You need to have trained a Rasa model before you can use Masdif. If you use our standard NLP pipeline, you need
additionally the appropriate language model from Huggingface. Rasa automatically downloads the language model when it
loads the model and saves it into a cache directory. As this might need a lot of time, we use the directory cache/
to
store the language model files persistently. Whenever Rasa is started, the language model is tried to be loaded again
from there.
When building the containers via docker-compose build
, the models and language models are not copied into them,
as one should be able to exchange them without rebuilding the containers. Instead, the models are mounted via
directory mounts.
When deploying Masdif, you need to transfer the trained Rasa model to the server. For startup speed
considerations, you should also transfer the language model. Inside the container, the environment variable
TRANSFORMERS_CACHE
determines the cache directory for the language model. You can set this variable in the file
.env
. Please make sure, to also change the mounted directory in docker-compose.yml
in case you want to change the
default path.
If you retrain a Rasa model, you need to copy the new model to the server and restart the container masdif_rasa
.
Usually, downloading a new language model is not necessary as long as the NLP pipeline hasn't changed.
In the time of restarting the container, Rasa will not be available.
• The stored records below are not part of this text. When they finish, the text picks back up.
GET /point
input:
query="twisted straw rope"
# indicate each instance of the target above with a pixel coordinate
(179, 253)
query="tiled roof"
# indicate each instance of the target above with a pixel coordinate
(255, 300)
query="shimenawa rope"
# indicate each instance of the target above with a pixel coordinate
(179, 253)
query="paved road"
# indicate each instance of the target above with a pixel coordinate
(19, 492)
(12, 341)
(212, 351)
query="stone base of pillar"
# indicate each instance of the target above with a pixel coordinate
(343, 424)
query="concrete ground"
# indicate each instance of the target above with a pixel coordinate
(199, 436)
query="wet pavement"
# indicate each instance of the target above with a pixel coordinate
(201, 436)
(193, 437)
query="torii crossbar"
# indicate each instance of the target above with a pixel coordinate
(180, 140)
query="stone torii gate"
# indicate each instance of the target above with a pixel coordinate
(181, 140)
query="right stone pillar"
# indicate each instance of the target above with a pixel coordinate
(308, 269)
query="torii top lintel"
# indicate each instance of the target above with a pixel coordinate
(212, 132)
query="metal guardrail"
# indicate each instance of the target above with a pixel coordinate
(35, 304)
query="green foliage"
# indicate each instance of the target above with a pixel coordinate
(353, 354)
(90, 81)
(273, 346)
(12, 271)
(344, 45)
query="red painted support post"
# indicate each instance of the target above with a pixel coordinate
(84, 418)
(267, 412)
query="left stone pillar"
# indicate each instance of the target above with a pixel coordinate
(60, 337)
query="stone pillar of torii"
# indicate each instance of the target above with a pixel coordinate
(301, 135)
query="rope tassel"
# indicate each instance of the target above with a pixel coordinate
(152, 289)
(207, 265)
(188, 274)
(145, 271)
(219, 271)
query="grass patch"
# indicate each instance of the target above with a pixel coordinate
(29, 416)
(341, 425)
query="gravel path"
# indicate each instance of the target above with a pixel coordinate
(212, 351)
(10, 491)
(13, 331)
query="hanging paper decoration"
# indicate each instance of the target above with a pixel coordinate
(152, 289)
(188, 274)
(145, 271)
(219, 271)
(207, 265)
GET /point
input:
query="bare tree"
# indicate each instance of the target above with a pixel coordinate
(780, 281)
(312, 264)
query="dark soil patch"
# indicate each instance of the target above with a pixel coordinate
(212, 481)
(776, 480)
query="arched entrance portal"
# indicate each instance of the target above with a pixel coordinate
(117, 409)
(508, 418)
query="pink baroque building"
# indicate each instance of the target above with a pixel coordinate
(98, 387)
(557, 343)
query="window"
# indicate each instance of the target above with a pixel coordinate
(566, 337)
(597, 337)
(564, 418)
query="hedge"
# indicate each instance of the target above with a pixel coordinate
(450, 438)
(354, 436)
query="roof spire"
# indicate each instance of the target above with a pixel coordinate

You should generate a fresh keypair of config/credentials.yml.enc
and config/master.key
and store them in
a secure location. You can generate a new keypair via:
rm -f config/credentials.yml.enc config/master.key
bundle exec rails credentials:edit
The file master.key
needs to exist before building the masdif container, but will be deleted from it after the
container has been built. Please never commit master.key
to the repository.
You should set the environment variable RAILS_MASTER_KEY
to the contents of config/master.key
in an
.env
file when starting the container. This can be done by adding the following line:
RAILS_MASTER_KEY=$(cat config/master.key)
echo "RAILS_MASTER_KEY=$RAILS_MASTER_KEY" >> .env
When running in production, you should use a reverse proxy like Nginx to serve the static assets and to handle SSL.
Please refer to the documentation of your reverse proxy.
When using docker-compose
, you should mount a volume containing the static assets to the containers for Nginx and Masdif.
The assets are located in public/assets
and are generated via bundle exec rails assets:precompile
inside the Masdif
container at build time.
You need to test your Rasa / Rasa action server including ASR/TTS to get an idea for the min/max throughput time of your overall system for one request and how many requests can be sent concurrently. Many of the dialog management steps need to run sequentially (ASR => Rasa => Rasa Action => TTS). Activating / deactivating ASR / TTS and the choice of the concrete service will influence the overall throughput for a request / response cycle. If one of the services in the chain cannot run more than N concurrent requests, Masdif as a whole cannot run more than N concurrent requests and it doesn't make sense to scale out e.g. Rasa, if the TTS service cannot handle more concurrent requests. Balance the number of workers for Rails/Sidekiq accordingly.
Usually, the bottlenecks are ASR and TTS which need between 500ms - 1500ms per request depending on server/input length. Masdif itself should be able to handle hundreds of requests per second, but this depends on the number of workers and the overall system performance. If you need high availability (HA), you should consider using a load balancer to distribute the requests to multiple Rasa instances. You should also consider HA for all dependent services. However, this scenario is outside the scope of this documentation.
All code is Copyright © 2023 Grammatek ehf, licensed under the Apache License, Version 2.0.
See LICENSE for the full license text.